Deep learning solution

    Second work environment

    Matrix Fusion pre-installs the mainstream deep learning framework, data science database and GPU driver in the cloud. Users don't need to spend time setting up the development environment. They can complete the development environment setting with a simple mouse click in one minute, and can quickly and flexibly call CPU and GPU resources. .


    


    Intelligent Resource Scheduling

    Supporting a wide range of hardware and operating systems, Matrix Fusion provides an end-to-end infrastructure software solution that manages the underlying CPU and GPU computing resources and automates workload provisioning. Deep learning is a typical application that uses both CPU and GPU to handle workloads. Matrix Fusion becomes a CPU+GPU resource pool by integrating all the user's hardware resources (cluster or stand-alone), and then reallocating the CPU and GPU according to the developer's needs. In a developer's virtual environment, administrators can also flexibly allocate redundant computing resources to other users or to more demanding workloads.


    


    Users can choose to develop on CPU resources in different virtual environments, and then test in GPU resources.
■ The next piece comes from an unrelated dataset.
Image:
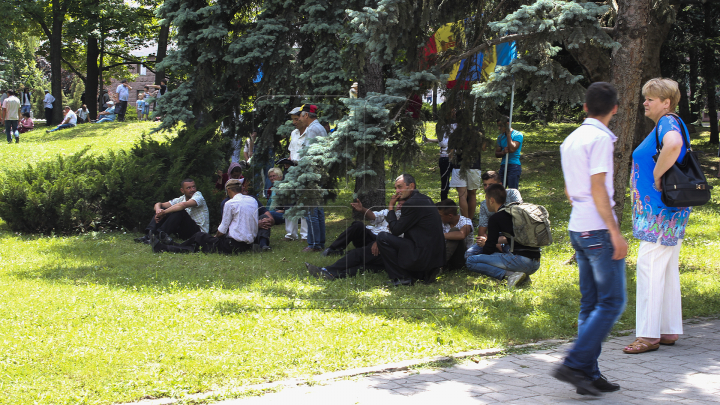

When they need to extend training to more GPUs, they can immediately call any number of GPU resources in the virtual environment.



    Container Management

    Based on powerful computing hardware and GPU virtualization, Matrix Fusion is equipped with a comprehensive container management solution. The core load engine is containerized as the latest technology that greatly simplifies deep learning and AI workflows, investing heavily in money, manpower, and time. Matrix Fusion doesn't need to be personalized, users can log in to the interface and they can directly call the specialized container solution. The Matrix Fusion container management layer includes a built-in repository for managing pre-configured containers (including each deployment scenario or personalization build container): Pre-configured environment: Matrix Fusion pre-configures the latest deep learning framework and data science database. Users can directly use the latest technology versions of TensorFlow, Caffe, Torch and other communities. DIY development environment: Users can use the "workspace snapshot" or "tune into the container" to modify and save the container environment, DIY a development environment that is more suitable for their own usage habits. Matrix Fusion "Load Container" provides users with a simple container (only operating system, minimum configuration database and driver requirements), users modify the environment, and then upload as a standard environment for subsequent development. Users can use the "Docker Save" workflow to copy the environment through the "Workspace Snapshot", modify it and save it to the repository for the next development work. Container Export: Containers can be exported for reasoning or other production deployment requirements.



    Fusion Core

    The powerful flexibility of Matrix Fusion comes from the Fusion Core computing virtualization engine. The API call indication between the Fusion Core control application and the underlying GPU computing allows the GPU load to be flexibly distributed across local GPU memory, network attached GPUs, and up to 64 GPUs to provide powerful overall performance.


    


    Because Fusion Core uses a "transparent" mode rather than a virtual layer or other virtualization approach, there is no need to make any changes to the underlying hardware or virtual machine environment, nor the application programming itself. This means that AI developers and data scientists can take advantage of GPU virtualization seamlessly and minimize cost and integration requirements.



    Data Volume

    The data required for deep learning and AI workloads is usually from a wide range of sources, both wired and offline, both external and internal, both bulk and file systems. Matrix Fusion simplifies processing of work data, allowing administrators to identify network attached storage locations and map them to containers. As long as the host has access to the data address, the container can access the data, which greatly simplifies the work of AI developers and data scientists. In addition, the system also supports flexible, unlimited data mapping, Matrix Fusion supports local NFS file system for each node . This default option provides a standard address for the workload, allowing you to quickly get the data you need to run the task, no matter how deep the deep learning workload is running, including running between multiple servers.